Exp 3: Selection of the number of deviations. This experiment utilizes PPV to evaluate the impact of the number of deviations, i.e., the parameter λ in the anomaly bound µ + λσ. To evaluate a challenging case where a large portion of the clients are malicious, we set 4 out of 10 clients to be malicious in each FL training round. Given the number of FL iterations to be 100, the total number of malicious submissions Ntotal is 400. We set the number of deviations λ to be 0.5, 1, 1.5, 2, 2.5, and 3. We select the Byzantine attack of random mode and the model replacement attack, and evaluate our approach on three tasks, as follows: i) CNN+FEMNIST, ii) ResNet-56+Cifar100, and iii) RNN + Shakespeare. The results, as shown in Figure 6, indicate that when λ is 0.5, the results are the best, with the PPV being at least 0.37. In fact, when λ is 0.5, all malicious submissions are detected for the random Byzantine attack for all three tasks, with the PPV being exactly 1/2. In subsequent experiments, unless specified otherwise, we set λ to 0.5 by default.
Exp 4: Comparisons between anomaly detection and various defenses against attacks. This experiment evaluates the effect of our approach compared with various defense mechanisms, including Foolsgold, m-Krum (m = 5), and RFA in the context of ongoing attacks. We include a “benign” baseline scenario with no activated attack or defense, and select random-Byzantine and model replacement backdoor attacks. The results for the random-Byzantine attack and model replacement backdoor attack are shown in Figure 7and Figure 8, respectively. These results demonstrate that our approach effectively mitigates the negative impact of the attacks and significantly outperforms the other defenses, with the test accuracy much closer to the benign case.
Exp 5: Varying the number of malicious clients. This experiment evaluates the impact of varying number of malicious clients on test accuracy.
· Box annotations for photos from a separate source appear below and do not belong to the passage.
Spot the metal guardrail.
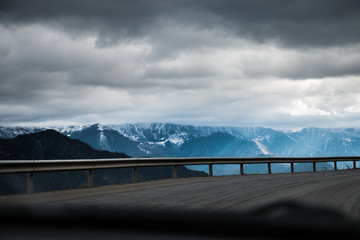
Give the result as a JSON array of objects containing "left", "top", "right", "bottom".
[{"left": 0, "top": 157, "right": 360, "bottom": 193}]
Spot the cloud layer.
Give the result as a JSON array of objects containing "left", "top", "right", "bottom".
[{"left": 0, "top": 0, "right": 360, "bottom": 128}]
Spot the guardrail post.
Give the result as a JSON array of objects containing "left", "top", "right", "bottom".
[
  {"left": 26, "top": 172, "right": 34, "bottom": 194},
  {"left": 88, "top": 169, "right": 94, "bottom": 187},
  {"left": 240, "top": 163, "right": 244, "bottom": 175},
  {"left": 133, "top": 167, "right": 137, "bottom": 183},
  {"left": 173, "top": 165, "right": 177, "bottom": 178}
]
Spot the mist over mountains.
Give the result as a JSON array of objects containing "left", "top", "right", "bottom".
[{"left": 0, "top": 123, "right": 360, "bottom": 157}]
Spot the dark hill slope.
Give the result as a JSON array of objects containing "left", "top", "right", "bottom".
[{"left": 0, "top": 130, "right": 129, "bottom": 160}]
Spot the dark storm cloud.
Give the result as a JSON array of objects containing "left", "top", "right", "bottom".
[
  {"left": 0, "top": 0, "right": 360, "bottom": 47},
  {"left": 0, "top": 0, "right": 360, "bottom": 127}
]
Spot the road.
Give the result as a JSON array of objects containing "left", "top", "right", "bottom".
[{"left": 0, "top": 169, "right": 360, "bottom": 219}]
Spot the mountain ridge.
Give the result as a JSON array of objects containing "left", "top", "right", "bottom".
[{"left": 0, "top": 123, "right": 360, "bottom": 157}]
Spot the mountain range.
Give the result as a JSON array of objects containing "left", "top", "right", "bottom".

We set the number of malicious clients out of 10 clients in each FL training round to 2 and 4, and include a baseline case where all clients are benign. As shown in Figure 9, the test accuracy remains relatively consistent across different numbers of malicious clients, as in each FL training round, our approach filters out the local models that tend to be malicious to effectively minimize the impact of malicious client models on the aggregation.
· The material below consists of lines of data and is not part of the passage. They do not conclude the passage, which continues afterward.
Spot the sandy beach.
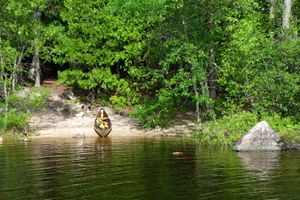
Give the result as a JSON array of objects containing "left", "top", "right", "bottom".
[{"left": 30, "top": 82, "right": 196, "bottom": 138}]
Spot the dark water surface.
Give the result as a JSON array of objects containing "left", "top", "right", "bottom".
[{"left": 0, "top": 138, "right": 300, "bottom": 200}]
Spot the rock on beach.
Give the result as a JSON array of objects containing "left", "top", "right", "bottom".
[{"left": 234, "top": 121, "right": 287, "bottom": 151}]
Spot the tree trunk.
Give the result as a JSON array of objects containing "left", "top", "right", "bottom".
[
  {"left": 32, "top": 7, "right": 42, "bottom": 86},
  {"left": 32, "top": 53, "right": 41, "bottom": 86},
  {"left": 282, "top": 0, "right": 292, "bottom": 29},
  {"left": 269, "top": 0, "right": 276, "bottom": 20},
  {"left": 12, "top": 46, "right": 25, "bottom": 92},
  {"left": 208, "top": 47, "right": 217, "bottom": 99},
  {"left": 193, "top": 80, "right": 200, "bottom": 122}
]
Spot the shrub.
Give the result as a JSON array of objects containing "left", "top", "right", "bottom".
[
  {"left": 130, "top": 96, "right": 174, "bottom": 128},
  {"left": 0, "top": 87, "right": 49, "bottom": 132},
  {"left": 194, "top": 112, "right": 258, "bottom": 145}
]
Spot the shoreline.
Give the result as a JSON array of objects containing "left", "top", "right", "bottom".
[{"left": 29, "top": 81, "right": 196, "bottom": 139}]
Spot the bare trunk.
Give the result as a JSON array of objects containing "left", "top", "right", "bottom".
[
  {"left": 282, "top": 0, "right": 292, "bottom": 29},
  {"left": 32, "top": 55, "right": 41, "bottom": 86},
  {"left": 193, "top": 81, "right": 200, "bottom": 122},
  {"left": 12, "top": 46, "right": 25, "bottom": 91},
  {"left": 208, "top": 47, "right": 217, "bottom": 99},
  {"left": 269, "top": 0, "right": 276, "bottom": 20},
  {"left": 32, "top": 7, "right": 42, "bottom": 86},
  {"left": 200, "top": 81, "right": 211, "bottom": 110}
]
Exp 6: Evaluations on different models. We evaluate defense mechanisms against the random mode of the Byzantine attack with different models and datasets, including: i) ResNet-20 + Cifar10, ii) ResNet-56 + Cifar100, and iii) RNN + Shakespeare. The results are shown in Figures 10, 11, and 12, respectively. The results show that while the baseline defense mechanisms can mitigate the impact of attacks in most cases, some defenses may fail in some tasks, e.g., m-Krum fails in RNN in Figure 12. This is because those methods either select a fixed number of local models or re-weight the local models in aggregation, which potentially eliminates some local models that are important to the aggregation, leading to an unchanged test accuracy in later FL iterations. In contrast, our approach outperforms those baseline defense methods by effectively filtering out local models that are detected as “outliers”, with a test accuracy close to the benign scenarios.
Exp 7: Evaluations of ZKP circuit size, proving time, and verification time. We implement the ZKP system in Circom (Circom Contributors, 2022). This system includes a module for cross-round check and cross-client detection. We also implement a prover’s module which contains JavaScript code to generate witness for the ZKP, as well as to perform fixed-point quantization. In our experiments, we include CNN, RNN, and ResNet-56 as our machine learning models. Specifically, we only pull out parameters from the second-to-last layer of each model, i.e., the importance layer, as our weight to reduce complexity. For instance, the second-to-last layer of the CNN model contains only 7, 936 trainable parameters, as opposed to 1, 199, 882 should we use the entire model. We implement both algorithms across 10 clients, and report our results in Table 2.